More importantly, there just isn’t a gold standard for tracking engagement yet. The best course of action is learning from other creators. For example, if a creator gets cancelled, dive into the event and then ask yourself: how should we plan for this, and what’s our backup plan? 

Without diving into specific scenarios, there’s just so much movement occurring at once. The speed of evolution is completely unprecedented. Culture is breaking down and reforming at a blazing fast pace, and early creators are quickly scaling into multi-billion dollar media brands. 

“The key for creators is getting up to speed, paying attention to every trend that’s unravelling across the digital ecosystem, and then learning on the fly.” 

Influence & Attention Optimization

A creator may get a million views on YouTube or TikTok but still not have any loyalty. In theory, it’s easy to get views if you work the algorithm. You can optimize it in a range of ways, but really getting people to care about you and your content is priceless. That’s true affinity.

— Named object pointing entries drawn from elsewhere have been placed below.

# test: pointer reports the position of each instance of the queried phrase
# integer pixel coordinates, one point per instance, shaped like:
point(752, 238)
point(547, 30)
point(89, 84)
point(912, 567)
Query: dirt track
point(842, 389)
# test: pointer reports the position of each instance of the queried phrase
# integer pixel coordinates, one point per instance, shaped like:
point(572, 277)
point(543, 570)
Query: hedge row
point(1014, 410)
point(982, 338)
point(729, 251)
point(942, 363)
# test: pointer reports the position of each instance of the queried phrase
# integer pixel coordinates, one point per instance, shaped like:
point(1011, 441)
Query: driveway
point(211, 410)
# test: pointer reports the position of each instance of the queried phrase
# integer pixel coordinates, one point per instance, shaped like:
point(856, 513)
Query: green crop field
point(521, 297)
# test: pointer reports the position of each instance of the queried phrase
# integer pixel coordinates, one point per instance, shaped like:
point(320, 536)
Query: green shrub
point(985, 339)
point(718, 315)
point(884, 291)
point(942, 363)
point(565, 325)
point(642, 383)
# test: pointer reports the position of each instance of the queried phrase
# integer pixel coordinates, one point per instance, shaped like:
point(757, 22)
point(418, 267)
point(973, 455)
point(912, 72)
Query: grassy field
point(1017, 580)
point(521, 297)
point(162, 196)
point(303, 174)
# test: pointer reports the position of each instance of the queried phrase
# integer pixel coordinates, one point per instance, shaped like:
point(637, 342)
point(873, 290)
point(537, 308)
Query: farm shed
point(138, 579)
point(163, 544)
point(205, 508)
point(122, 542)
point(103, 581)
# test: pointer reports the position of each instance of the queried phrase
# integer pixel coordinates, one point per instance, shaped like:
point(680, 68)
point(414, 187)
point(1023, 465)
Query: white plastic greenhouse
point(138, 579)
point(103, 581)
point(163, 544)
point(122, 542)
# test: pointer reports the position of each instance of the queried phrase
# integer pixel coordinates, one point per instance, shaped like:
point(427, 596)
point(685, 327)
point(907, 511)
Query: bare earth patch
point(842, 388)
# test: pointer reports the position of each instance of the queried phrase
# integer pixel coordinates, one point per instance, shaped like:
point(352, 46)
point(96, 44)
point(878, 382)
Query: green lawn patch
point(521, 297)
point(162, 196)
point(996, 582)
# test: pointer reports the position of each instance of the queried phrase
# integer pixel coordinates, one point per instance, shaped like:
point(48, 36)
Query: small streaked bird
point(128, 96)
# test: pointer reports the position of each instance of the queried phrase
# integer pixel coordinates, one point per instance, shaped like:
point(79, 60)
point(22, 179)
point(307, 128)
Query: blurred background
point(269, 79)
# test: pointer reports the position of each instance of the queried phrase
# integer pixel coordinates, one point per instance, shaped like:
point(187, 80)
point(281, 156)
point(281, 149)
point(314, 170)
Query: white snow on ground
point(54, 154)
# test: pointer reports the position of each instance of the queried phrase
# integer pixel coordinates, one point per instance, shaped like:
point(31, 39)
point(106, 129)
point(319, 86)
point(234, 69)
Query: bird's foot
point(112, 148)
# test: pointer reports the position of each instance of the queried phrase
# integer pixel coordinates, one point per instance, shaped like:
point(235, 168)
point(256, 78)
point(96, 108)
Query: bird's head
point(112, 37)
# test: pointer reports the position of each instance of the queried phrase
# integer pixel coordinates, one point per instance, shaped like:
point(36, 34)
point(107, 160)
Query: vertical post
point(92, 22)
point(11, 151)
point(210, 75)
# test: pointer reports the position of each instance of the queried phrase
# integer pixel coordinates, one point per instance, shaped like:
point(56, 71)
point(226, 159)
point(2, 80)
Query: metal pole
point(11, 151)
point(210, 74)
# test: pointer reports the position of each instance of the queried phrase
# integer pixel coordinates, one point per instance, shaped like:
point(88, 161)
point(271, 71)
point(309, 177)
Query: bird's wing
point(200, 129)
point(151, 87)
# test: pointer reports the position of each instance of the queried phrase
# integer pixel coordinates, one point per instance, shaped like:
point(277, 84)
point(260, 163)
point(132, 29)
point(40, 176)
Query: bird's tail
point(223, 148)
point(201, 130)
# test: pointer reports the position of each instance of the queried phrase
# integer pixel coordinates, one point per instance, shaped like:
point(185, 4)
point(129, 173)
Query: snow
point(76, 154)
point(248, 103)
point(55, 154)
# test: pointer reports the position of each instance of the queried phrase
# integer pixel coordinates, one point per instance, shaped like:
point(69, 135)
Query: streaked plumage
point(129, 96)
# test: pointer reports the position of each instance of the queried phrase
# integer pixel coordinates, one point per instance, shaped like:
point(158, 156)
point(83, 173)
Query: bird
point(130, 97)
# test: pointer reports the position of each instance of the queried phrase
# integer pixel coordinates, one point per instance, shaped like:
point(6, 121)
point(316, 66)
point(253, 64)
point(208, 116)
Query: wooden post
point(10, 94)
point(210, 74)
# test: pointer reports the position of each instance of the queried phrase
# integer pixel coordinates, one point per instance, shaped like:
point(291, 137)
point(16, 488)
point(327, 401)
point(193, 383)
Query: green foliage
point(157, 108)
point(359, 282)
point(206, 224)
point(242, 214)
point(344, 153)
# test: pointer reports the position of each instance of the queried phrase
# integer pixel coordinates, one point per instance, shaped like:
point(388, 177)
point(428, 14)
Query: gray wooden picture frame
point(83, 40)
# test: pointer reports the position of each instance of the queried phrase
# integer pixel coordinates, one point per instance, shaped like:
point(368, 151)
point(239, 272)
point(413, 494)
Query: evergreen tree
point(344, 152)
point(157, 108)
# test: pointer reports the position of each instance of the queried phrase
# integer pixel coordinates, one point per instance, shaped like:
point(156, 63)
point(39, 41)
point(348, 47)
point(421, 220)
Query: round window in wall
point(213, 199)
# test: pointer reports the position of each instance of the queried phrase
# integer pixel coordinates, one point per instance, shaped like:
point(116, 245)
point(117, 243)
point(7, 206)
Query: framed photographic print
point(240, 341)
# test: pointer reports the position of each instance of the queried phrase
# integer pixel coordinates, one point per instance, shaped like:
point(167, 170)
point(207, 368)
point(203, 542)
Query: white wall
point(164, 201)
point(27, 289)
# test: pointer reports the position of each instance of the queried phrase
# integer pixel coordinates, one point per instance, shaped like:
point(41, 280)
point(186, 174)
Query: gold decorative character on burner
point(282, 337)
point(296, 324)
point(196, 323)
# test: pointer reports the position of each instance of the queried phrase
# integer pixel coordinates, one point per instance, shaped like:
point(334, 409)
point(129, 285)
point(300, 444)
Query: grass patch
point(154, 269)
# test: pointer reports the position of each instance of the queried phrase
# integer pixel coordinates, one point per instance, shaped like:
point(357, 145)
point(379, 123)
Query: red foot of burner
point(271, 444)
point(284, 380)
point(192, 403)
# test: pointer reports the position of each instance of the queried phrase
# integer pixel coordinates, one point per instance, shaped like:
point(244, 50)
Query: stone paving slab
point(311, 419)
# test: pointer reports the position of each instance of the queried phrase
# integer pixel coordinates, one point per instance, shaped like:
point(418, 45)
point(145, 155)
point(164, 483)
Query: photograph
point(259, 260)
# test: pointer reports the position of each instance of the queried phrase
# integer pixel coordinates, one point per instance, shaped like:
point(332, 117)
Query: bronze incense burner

It’s more of a balance between views and loyalty versus influence and attention. The real shift is around emerging creators that have outsized influence and loyalty compared to traditional celebrities. Ultimately, viewers feel more loyalty for creators who they’ve watched grow up. 

“In its present iteration, the internet actively decides who will be famous by allocating scarce influence and attention across platforms accordingly.” 

The Next Phase of Creator-Led Commerce

According to Blake, the most controversial creators are translating their loyalty and influence into successful commerce brands, and that’s because they’re the ones starved from the platforms. 

Take the Nelk Boys, a YouTube group. They’re basically a bunch of partiers. Blake describes them as “Barstool meets Jackass.” They don’t make any money from YouTube, and they’re honest about that. Instead, they make their money through merch and limited drops, recently launching their own hard seltzer brand. Fans were camping out at stores just to grab a 6-pack. 

There’s also a growing cohort of impressive beauty creators who are launching their own palettes and brushes, which is a natural extension of their brands. Finally, Blake points out that Barstool might still be the most complete example of a successful creator-led commerce brand in recent memory. They know their audience, and they know how to evolve with the times. 

The next phase of creator-led commerce revolves around this dual ability to deeply understand one’s target audience while also knowing how to adapt, analyze data, and learn on the fly.